An alternative expression that could be used:
^(?!.*IgnoreMe).*$
^ = indicates start of line
$ = indicates the end of the line
(?! Expression) = indicates zero width look ahead negative match on the expression
The ^ at the front is needed, otherwise when evaluated the negative look ahead could start from somewhere within/beyond the 'IgnoreMe' text - and make a match where you don't want it too.
e.g. If you use the regex:
(?!.*IgnoreMe).*$
With the input "Hello IgnoreMe Please", this will will result in something like: "gnoreMe Please" as the negative look ahead finds that there is no complete string 'IgnoreMe' after the 'I'.
Rather than negating the result within the expression, you should do it in your code. That way, the expression becomes pretty simple.
\b(boon\.ini|http)\b
Would return true if boon.ini or http was anywhere in your string. It won't match words like httpd or httpxyzzy because of the \b, or word boundaries. If you want, you could just remove them and it will match those too. To add more keywords, just add more pipes.
\b(boon\.ini|http|foo|bar)\b
you might be well served by writing a regex that will succeed when it encounters the words you're looking for, and then invert the condition.
For instance, in perl you'd use:
if (!/boon\.ini|http/) {
# the string passed!
}
^[^£]*$
The above expression will restrict only the pound symbol from the string. This will allow all characters except string.

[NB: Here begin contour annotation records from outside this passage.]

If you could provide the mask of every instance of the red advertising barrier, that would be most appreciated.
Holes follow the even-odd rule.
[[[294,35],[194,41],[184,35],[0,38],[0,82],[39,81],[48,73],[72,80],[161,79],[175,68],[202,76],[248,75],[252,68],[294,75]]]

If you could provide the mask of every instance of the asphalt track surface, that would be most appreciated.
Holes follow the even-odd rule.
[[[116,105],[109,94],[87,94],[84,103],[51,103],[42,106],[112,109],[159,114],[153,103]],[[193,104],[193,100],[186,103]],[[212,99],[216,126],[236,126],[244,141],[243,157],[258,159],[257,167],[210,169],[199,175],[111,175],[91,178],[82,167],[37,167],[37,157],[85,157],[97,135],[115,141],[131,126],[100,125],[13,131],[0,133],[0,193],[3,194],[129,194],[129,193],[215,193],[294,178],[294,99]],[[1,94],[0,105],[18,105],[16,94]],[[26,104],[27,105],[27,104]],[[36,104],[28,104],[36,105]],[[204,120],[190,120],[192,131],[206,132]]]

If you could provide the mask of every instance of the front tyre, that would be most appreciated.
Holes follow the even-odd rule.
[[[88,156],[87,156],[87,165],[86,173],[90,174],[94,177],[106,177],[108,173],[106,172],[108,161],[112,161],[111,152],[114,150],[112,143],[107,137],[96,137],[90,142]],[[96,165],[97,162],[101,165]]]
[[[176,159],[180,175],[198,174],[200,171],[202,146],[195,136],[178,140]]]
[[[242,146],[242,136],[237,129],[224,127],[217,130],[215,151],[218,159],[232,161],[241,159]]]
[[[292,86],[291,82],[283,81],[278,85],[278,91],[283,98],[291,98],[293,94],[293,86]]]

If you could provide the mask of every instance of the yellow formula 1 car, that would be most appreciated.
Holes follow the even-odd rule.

Which language/regexp library? I thought you question was around ASP.NET in which case you can see the "negative lookhead" section of this article:
http://msdn.microsoft.com/en-us/library/ms972966.aspx
Strictly speaking negation of a regular expression, still defines a regular language but there are very few libraries/languages/tool that allow to express it.
Negative lookahed may serve you the same but the actual syntax depends on what you are using. Tim's answer is an example with (?...)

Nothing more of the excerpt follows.